Lancée en 2007 par l’Union africaine, la Grande Muraille Verte vise à restaurer les terres dégradées, lutter contre la désertification et renforcer la résilience des populations rurales sur une bande de 8 000 kilomètres d’est en ouest du continent. Au Mali, le corridor national s’étend sur plus de 2 000 kilomètres de long et 215 kilomètres de large, traversant 12 régions, 92 cercles et 204 communes. Plus de 4 millions de personnes y vivent directement. Le pays se trouve sur le front même de la crise sahélienne : érosion des sols, sécheresses récurrentes, pression croissante sur les ressources naturelles et concurrence entre agriculteurs et éleveurs.
À l’échelle continentale, l’initiative ambitionne de restaurer 100 millions d’hectares, de séquestrer 250 millions de tonnes de carbone et de créer 10 millions d’emplois verts d’ici 2030. Mais les retards s’accumulent, freinés par le sous‑financement, la faible coordination entre États, l’insécurité chronique dans plusieurs zones sahéliennes et les effets toujours plus violents du changement climatique. Au Mali, l’accélération voulue par Goïta devra donc surmonter ces obstacles tout en s’inscrivant dans une réalité sécuritaire complexe, où les groupes armés et les conflits locaux compliquent toute intervention durable sur le terrain.
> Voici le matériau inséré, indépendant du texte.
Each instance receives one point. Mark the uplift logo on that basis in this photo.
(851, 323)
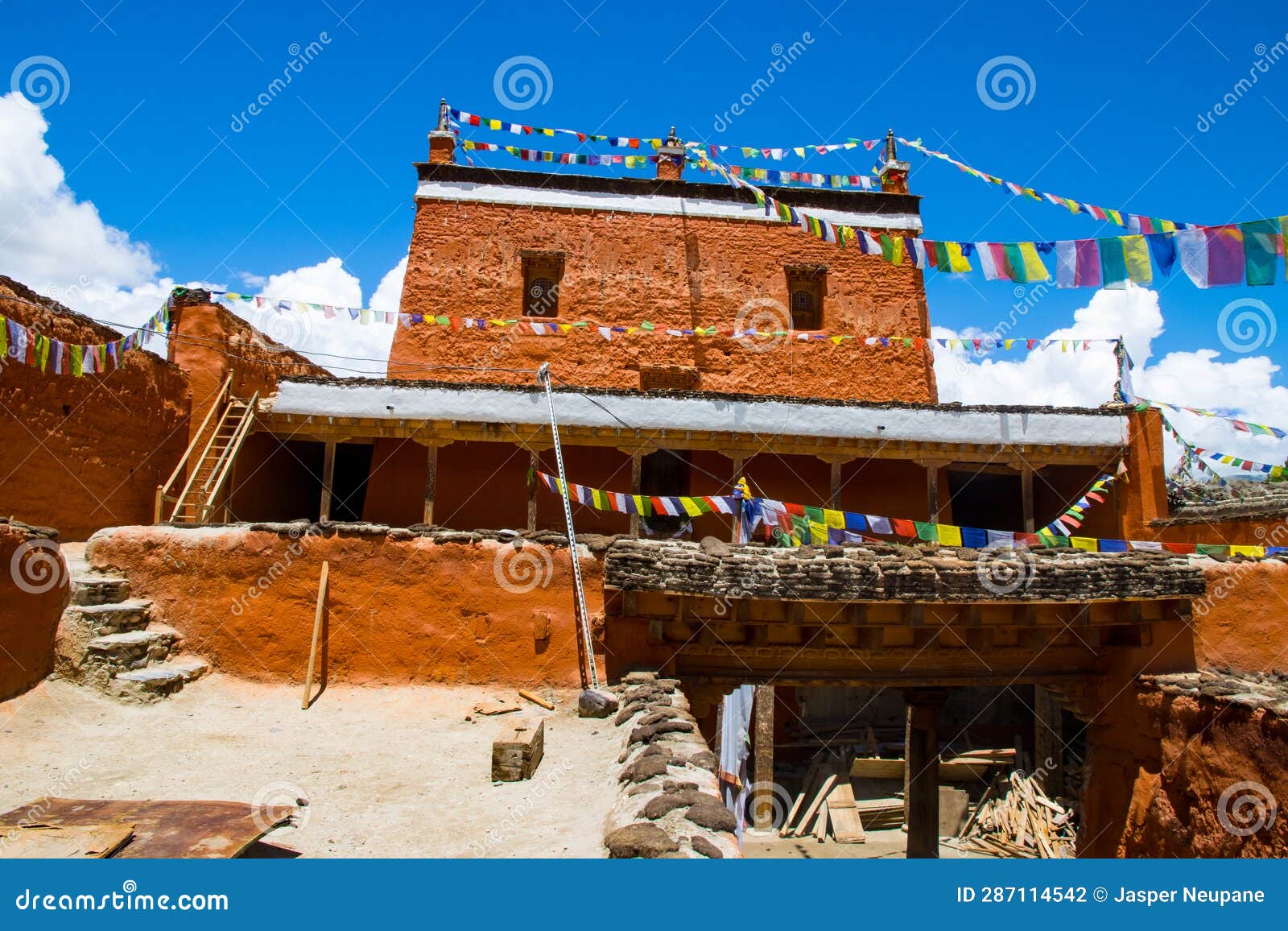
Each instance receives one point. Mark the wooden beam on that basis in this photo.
(923, 772)
(1049, 740)
(431, 482)
(319, 613)
(328, 482)
(534, 466)
(763, 759)
(727, 442)
(637, 478)
(740, 463)
(1027, 498)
Les derniers résultats nationaux disponibles, ceux de 2024, montrent pourtant des progrès tangibles. Près de 87 000 hectares de terres ont été restaurés, plus de 13 millions de plants produits, 657 forages réalisés et plus de 19 000 foyers améliorés installés. Des chiffres qui réduisent concrètement la pression sur les forêts, améliorent l’accès à l’eau et renforcent les moyens de subsistance ruraux. Par ailleurs, le Mali bénéficie d’un financement de 150 millions de dollars de la Banque mondiale, destiné à restaurer les paysages dégradés et à promouvoir une croissance plus résiliente. Ce projet prévoit à lui seul la réhabilitation de plus de 400 000 hectares dans plus de 87 communes.
Au Mali, ce programme dépasse largement la seule question environnementale. Il touche directement à la sécurité alimentaire, à l’accès à l’eau, aux revenus des ruraux, à l’emploi des jeunes et à la stabilisation des zones sahéliennes. La dégradation des terres n’est pas une fatalité écologique lointaine : elle alimente les migrations, les tensions communautaires et les recrutements par les groupes armés. En accélérant la Grande Muraille Verte, Goïta ne fait pas seulement de l’environnement. Il tente de verrouiller un front oublié, celui où le climat devient une arme silencieuse contre la souveraineté de l’État.